Skip to content

Killer released after serving 30 years

An Alberta man who escaped from a maximum security prison in Edmonton while serving a life sentence for killing a teen has been granted full parole after serving 30 years.

EDMONTON — An Alberta man who escaped from a maximum security prison in Edmonton while serving a life sentence for killing a teen has been granted full parole after serving 30 years.

Allan Charles Pratt’s escape from the Edmonton Institution in 1981 led police on one of the largest manhunts in Canadian history before he was recaptured 40 days later in British Columbia.

Pratt, who had been on day parole for two years, appeared Thursday before a three-member National Parole Board panel.

“After a rigorous assessment of risk, he was granted full parole,” said Darren Caul, spokesman for the parole board in Edmonton.

Pratt, 54, was convicted of second-degree murder after he and another man broke into an Edmonton home in 1979, killing an 18-year-old youth by slashing his throat and beating his mother unconscious with a liquor bottle.

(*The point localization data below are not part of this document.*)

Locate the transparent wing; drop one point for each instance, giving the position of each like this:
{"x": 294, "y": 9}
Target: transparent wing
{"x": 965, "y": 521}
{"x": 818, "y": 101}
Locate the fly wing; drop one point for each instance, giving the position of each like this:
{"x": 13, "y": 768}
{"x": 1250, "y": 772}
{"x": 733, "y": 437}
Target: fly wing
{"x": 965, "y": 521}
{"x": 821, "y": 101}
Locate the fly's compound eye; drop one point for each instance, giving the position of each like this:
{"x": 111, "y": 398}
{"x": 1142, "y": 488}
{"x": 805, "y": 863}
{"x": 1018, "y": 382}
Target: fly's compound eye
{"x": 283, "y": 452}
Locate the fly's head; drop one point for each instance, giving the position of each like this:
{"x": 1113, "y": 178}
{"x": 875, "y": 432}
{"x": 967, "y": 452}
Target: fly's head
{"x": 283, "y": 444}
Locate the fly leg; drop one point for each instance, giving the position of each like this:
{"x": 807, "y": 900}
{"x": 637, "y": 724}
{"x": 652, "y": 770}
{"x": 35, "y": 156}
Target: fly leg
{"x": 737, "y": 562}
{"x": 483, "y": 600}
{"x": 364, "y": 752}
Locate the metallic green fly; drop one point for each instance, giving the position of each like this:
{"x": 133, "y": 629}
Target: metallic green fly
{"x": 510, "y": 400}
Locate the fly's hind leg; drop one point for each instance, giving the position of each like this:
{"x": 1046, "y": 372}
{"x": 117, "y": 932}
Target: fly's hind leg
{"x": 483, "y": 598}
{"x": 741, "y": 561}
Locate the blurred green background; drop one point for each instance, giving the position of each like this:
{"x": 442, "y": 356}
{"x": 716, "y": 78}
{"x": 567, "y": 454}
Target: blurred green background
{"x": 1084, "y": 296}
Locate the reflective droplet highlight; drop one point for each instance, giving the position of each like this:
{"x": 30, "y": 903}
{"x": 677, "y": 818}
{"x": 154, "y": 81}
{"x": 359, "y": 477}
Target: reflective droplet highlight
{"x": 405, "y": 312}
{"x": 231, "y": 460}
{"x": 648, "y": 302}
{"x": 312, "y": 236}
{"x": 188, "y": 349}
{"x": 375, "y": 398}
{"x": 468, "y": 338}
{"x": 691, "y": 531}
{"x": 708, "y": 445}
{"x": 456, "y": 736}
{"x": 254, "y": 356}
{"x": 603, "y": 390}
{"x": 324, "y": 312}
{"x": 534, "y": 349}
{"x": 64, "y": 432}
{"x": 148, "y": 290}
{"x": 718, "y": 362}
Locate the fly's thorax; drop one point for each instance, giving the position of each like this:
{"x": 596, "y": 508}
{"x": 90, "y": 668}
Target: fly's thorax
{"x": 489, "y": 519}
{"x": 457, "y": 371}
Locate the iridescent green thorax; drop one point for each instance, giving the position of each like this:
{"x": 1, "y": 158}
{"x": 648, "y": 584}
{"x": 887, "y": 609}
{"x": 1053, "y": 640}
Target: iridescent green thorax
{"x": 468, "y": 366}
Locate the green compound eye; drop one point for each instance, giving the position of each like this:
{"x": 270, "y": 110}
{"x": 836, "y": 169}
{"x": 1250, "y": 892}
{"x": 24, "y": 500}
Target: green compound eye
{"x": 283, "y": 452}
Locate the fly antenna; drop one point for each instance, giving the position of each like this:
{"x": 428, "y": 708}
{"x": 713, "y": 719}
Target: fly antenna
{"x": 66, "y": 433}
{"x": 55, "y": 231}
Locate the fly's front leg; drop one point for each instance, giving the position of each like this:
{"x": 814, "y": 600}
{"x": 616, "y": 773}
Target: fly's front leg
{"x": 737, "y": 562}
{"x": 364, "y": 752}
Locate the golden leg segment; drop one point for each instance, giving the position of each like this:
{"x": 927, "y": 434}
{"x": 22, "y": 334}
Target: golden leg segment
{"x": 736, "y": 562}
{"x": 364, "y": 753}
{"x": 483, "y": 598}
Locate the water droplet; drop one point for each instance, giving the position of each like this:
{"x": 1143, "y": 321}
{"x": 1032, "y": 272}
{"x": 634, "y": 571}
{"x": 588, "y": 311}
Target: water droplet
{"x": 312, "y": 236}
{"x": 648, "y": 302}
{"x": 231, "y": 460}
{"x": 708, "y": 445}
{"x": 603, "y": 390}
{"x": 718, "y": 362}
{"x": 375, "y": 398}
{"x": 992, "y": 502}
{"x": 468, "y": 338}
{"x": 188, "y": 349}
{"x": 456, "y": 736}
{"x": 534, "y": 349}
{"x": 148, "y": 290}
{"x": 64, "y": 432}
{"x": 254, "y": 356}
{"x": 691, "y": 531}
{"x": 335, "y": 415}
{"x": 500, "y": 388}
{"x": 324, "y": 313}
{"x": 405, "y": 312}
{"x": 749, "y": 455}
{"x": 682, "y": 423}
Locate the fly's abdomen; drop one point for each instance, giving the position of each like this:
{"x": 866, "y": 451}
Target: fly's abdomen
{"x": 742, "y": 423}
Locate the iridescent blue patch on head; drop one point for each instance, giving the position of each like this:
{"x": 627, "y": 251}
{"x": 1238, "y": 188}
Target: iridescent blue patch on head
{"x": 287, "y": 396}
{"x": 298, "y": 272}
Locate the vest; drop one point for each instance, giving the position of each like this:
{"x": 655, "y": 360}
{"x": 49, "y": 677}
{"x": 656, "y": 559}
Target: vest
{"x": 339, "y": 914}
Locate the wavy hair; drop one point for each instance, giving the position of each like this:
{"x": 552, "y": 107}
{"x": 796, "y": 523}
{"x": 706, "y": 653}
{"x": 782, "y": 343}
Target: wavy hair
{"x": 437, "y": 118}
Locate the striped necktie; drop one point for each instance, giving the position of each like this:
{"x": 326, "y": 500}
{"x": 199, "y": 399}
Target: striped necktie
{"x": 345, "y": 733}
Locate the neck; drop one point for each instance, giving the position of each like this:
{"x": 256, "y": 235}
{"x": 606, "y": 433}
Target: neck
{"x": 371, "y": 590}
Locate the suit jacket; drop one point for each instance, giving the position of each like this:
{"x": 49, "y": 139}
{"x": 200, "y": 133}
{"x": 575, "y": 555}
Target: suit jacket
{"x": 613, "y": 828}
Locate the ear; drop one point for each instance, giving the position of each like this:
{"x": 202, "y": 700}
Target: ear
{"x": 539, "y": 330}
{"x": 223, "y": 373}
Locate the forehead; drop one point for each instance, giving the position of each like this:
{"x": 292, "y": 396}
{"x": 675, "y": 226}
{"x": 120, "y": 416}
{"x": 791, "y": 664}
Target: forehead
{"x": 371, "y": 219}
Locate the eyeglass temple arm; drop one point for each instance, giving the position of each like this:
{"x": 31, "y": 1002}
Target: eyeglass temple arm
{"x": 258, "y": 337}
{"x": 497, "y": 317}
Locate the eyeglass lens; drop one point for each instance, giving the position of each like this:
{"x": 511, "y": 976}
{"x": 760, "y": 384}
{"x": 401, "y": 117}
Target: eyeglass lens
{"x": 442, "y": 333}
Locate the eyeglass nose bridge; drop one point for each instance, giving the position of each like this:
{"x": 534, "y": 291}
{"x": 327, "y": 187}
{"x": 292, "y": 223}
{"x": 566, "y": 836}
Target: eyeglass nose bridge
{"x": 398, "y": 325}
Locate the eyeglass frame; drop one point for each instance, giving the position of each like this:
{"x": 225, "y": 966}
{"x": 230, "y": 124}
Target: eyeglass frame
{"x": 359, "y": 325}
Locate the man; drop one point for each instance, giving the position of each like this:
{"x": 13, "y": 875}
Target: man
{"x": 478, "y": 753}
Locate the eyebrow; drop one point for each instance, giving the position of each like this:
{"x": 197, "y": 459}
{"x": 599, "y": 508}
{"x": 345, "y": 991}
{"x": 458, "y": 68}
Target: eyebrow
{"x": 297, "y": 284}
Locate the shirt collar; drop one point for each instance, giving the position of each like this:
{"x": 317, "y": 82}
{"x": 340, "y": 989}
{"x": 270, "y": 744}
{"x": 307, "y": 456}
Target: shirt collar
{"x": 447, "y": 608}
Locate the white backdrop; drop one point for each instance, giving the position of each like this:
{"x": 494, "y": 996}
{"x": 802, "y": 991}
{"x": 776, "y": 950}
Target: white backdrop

Just nine months into his life sentence, Pratt disappeared from the prison gym using an escape plot that prison officials have never made public to prevent the same ploy from being repeated.

Caul says like all lifers on parole, Pratt will be supervised, bound by conditions and accountable to correctional officials.

“So what that means is that if at any time for the rest of his life, if correctional officials have any concern that his risk has elevated, then he may be brought back into custody immediately.”